17-01 — Convolutional Neural Networks
Phase: 17 — Deep Learning Architectures (Math) Subject: 17-01 Prerequisites: 16-05 (Backpropagation), 16-02 (Activation Functions), 16-06 (Gradient Flow), 16-08 (Regularization) Next subject: 17-02 — Recurrent Neural Networks (RNNs)
Learning Objectives
By the end of this subject, you will be able to:
- Derive the discrete convolution (cross-correlation) operation and explain its role as a feature detector
- Compute output spatial dimensions given input size, kernel size, stride, and padding
- Derive the backward pass through convolution — gradient with respect to input (transposed convolution) and gradient with respect to weights
- Explain parameter sharing and receptive field growth mathematically
- Analyze the computational efficiency of convolution vs. dense layers
Core Content
1. The Convolution Operation
In deep learning, what we call "convolution" is technically cross-correlation. The true mathematical convolution flips the kernel; deep learning frameworks skip the flip because the kernel is learned anyway. We'll follow the DL convention.
2D Convolution (cross-correlation):
For input X ∈ ℝ^(H×W), kernel K ∈ ℝ^(k×k), the output Y at position (i,j) is:
Y[i,j] = Σ_{p=0}^{k-1} Σ_{q=0}^{k-1} X[i+p, j+q] · K[p,q]

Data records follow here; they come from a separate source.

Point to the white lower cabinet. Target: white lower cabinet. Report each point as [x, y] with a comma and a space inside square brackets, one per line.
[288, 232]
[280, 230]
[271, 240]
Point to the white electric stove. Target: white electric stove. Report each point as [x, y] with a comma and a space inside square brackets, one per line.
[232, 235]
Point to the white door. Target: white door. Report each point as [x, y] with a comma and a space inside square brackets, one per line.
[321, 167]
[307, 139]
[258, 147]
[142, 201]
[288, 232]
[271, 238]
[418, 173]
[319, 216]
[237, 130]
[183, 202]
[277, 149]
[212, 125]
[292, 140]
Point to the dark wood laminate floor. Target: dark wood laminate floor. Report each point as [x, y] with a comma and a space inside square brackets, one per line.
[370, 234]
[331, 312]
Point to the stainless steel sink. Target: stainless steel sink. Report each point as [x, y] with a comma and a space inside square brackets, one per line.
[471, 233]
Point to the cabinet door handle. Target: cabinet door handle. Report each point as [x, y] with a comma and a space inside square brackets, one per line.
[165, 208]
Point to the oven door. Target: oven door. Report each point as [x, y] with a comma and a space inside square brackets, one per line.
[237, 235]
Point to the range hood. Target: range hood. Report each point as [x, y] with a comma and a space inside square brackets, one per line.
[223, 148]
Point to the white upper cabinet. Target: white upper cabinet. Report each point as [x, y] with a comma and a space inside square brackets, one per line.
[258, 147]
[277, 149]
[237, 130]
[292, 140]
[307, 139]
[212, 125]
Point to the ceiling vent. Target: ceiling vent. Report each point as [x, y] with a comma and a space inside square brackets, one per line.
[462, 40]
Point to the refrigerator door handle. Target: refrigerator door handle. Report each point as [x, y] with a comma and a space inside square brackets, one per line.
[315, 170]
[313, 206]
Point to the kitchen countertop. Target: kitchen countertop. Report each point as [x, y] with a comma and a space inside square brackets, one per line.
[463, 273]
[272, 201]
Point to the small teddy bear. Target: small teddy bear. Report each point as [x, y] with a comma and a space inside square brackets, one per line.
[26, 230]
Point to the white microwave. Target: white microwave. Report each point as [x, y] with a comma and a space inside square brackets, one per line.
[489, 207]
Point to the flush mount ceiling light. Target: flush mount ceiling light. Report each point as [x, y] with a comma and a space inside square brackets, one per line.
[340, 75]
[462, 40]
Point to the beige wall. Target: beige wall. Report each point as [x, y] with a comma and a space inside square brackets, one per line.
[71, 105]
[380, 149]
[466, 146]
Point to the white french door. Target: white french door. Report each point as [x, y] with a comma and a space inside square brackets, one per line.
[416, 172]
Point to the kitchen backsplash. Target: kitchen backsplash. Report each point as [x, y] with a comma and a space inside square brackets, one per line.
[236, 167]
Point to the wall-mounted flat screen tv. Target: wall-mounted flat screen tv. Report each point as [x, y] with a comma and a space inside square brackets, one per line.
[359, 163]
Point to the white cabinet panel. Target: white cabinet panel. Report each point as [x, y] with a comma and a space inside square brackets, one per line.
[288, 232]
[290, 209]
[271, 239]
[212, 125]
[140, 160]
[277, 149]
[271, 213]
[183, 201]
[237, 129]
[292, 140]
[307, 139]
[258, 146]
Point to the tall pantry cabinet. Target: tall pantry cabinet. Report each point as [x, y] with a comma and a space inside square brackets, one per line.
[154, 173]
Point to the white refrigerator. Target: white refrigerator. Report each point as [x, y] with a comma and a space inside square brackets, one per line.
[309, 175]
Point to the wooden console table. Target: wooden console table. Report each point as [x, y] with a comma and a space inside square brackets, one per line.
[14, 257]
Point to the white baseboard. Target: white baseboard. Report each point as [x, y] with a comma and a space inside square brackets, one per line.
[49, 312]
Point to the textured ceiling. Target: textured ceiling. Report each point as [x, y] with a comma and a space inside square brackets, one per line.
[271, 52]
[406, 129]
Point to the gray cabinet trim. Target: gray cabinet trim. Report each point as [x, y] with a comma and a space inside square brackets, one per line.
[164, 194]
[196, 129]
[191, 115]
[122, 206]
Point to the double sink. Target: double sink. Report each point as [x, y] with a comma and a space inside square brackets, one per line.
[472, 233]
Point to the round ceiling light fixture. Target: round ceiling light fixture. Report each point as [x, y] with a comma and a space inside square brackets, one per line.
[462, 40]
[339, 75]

This is simply sliding the kernel over the input and computing a dot product at each position.
Multi-channel case:
For input X ∈ ℝ^(C_in×H×W) and kernel K ∈ ℝ^(C_out×C_in×k×k), with bias b ∈ ℝ^C_out:
Y[c_out, i, j] = b[c_out] + Σ_{c_in=0}^{C_in-1} Σ_{p=0}^{k-1} Σ_{q=0}^{k-1} X[c_in, i+p, j+q] · K[c_out, c_in, p, q]
Each output channel is a weighted sum of all input channels, each convolved with its own 2D kernel.
2. Stride and Padding
Stride s: How many pixels we shift the kernel at each step. Output dimensions:
H_out = ⌊(H_in − k + 2P) / s⌋ + 1 W_out = ⌊(W_in − k + 2P) / s⌋ + 1
Where P is the padding width (pixels added to each side).
Padding types: - "Valid" (P=0): No padding. Output shrinks: H_out = H_in − k + 1 - "Same" (P = ⌊k/2⌋): Output size = input size (for stride=1). Requires P = ⌊k/2⌋ so that H_out = H_in.
Common case: k=3, P=1, s=1 → output same size as input. This is the standard building block.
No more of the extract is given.